Guttman attributed this negative attitude to the recent winds of change affecting both the Israeli and the United States governments. He said the Obama administration is shifting its foreign policy from President Bush’s “good guys/bad guys” mentality towards the more realistic approach of working with everyone, including addressing some fragile relationships in Arab nations. Meanwhile, Guttman said the Israelis and Prime Minister Netanyahu’s right wing coalition government believe the peace process with the Palestinians is going nowhere. Today, Israelis feel safer from terror, so they feel it is more important to focus their energy on the real threat from Iran.
Guttman said the current priority clash between the United States and Israel is unfortunate, but won’t threaten the historic relationship between them. “Relationships aren’t supposed to be rosy all the time,” he added.

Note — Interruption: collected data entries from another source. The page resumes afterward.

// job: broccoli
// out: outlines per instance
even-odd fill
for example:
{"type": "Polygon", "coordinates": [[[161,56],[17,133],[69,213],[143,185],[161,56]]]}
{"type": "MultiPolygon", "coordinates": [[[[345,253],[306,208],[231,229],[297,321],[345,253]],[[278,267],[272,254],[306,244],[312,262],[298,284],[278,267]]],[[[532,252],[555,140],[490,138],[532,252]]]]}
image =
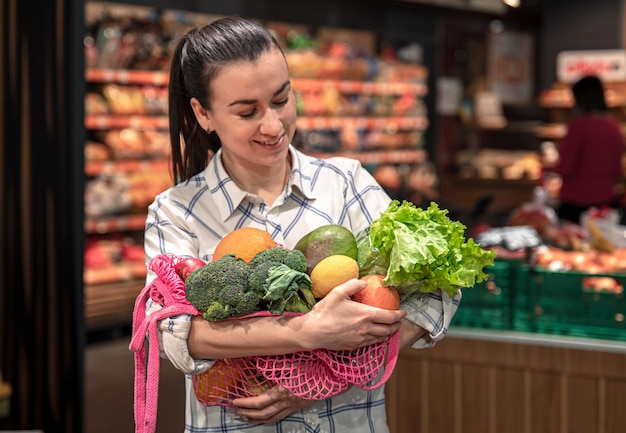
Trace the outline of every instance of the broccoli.
{"type": "Polygon", "coordinates": [[[257,253],[249,268],[250,289],[259,294],[270,312],[306,312],[315,304],[315,298],[309,296],[311,279],[301,251],[273,247],[257,253]]]}
{"type": "Polygon", "coordinates": [[[248,274],[248,286],[250,290],[255,291],[262,299],[265,296],[267,290],[267,277],[270,269],[278,266],[277,262],[262,262],[255,263],[254,266],[250,266],[250,273],[248,274]]]}
{"type": "Polygon", "coordinates": [[[195,270],[185,281],[187,300],[211,322],[252,313],[260,302],[248,285],[249,268],[229,254],[195,270]]]}
{"type": "Polygon", "coordinates": [[[257,253],[250,260],[250,267],[253,269],[260,263],[276,262],[289,266],[298,272],[306,272],[306,257],[300,250],[288,250],[283,247],[273,247],[257,253]]]}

The current tension between the two countries arises from the proposed two-state solution, he contends, with disagreements over the meaning of a settlement freeze and Israeli national pride, which leads it to resist pressure by other nations.

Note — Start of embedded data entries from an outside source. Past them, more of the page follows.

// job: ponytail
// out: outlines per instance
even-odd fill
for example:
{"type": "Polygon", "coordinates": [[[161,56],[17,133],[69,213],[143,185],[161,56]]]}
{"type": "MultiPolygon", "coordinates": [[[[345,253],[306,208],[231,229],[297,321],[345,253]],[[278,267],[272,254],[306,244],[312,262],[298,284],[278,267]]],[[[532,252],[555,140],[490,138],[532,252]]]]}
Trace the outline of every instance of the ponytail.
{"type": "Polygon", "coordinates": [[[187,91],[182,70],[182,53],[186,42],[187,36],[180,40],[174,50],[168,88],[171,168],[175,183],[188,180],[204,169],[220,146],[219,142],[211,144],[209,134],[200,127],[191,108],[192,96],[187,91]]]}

“This is a story of miscommunication and mistaken calculations,” Guttman said.
He believes the Obama and Netanyahu governments will have to learn to compromise in order to make progress, but the relationship between the two nations is unshakeable. Guttman pointed out that the United States is Israel’s main ally in preventing a nuclear Iran and continues to provide $2.8 billion in military aid each year to Israel despite its own financial issues.
In an interview before his presentation, Guttman said the mainstream media does not devote a lot of coverage to Israel or the Middle East, so people are not as informed as they should be on the nuances of the situation. Because so many major media outlets no longer maintain bureaus in Israel, Guttman said most media coverage of the Middle East focuses on specific events instead of in-depth pieces exploring the conflict.
“It’s hard to sum up in a one-and-a-half-minute segment on the nightly news,” he said. “You can’t convey the complexity of the issues.”
People in the United States often feel the need to speak in one voice regarding Israel, Guttman said. He added that people forget Israel is a democratic society where people argue about everything, and that different opinions don’t necessarily mean lack of national support.
“People are surprised to know what a vibrant and lively political conversation takes place in Israel,” he said.
Guttman said as an Israeli journalist covering complex, controversial issues, he makes a point of talking to people across the spectrum and incorporating as many views as possible into his articles. He said there will always be people who criticize his work, but he does his job by sticking to the facts.
“I don’t write opinion pieces,” he said, “I write news.”
At the beginning of his presentation, Guttman said he had been to Louisville two years ago for another speaking engagement and was impressed with the commitment and knowledge of the local Jewish community regarding Israel.
The best way to create more support for Israel is partnering with Israeli communities to build personal relationships, Guttman said. He also advocated visiting Israel whenever the opportunity arises. “Understanding is better than just giving money,” Guttman said.
Through Partnership with Israel, the Louisville Jewish community actively promotes building those personal relationships with the Western Galilee. Since the program’s inception in 1997, Louisville has been part of the Central Area Consortium of communities in the Midwestern United States, and has benefited from numerous programs and exchanges in the areas of medicine, art, education and business with Akko, the Western Galilee Hospital and the other communities in the region.
Guttman’s program in Louisville was co-sponsored by Adath Jeshurun, Keneseth Israel and Temple Shalom, with support from the Jewish Community of Louisville.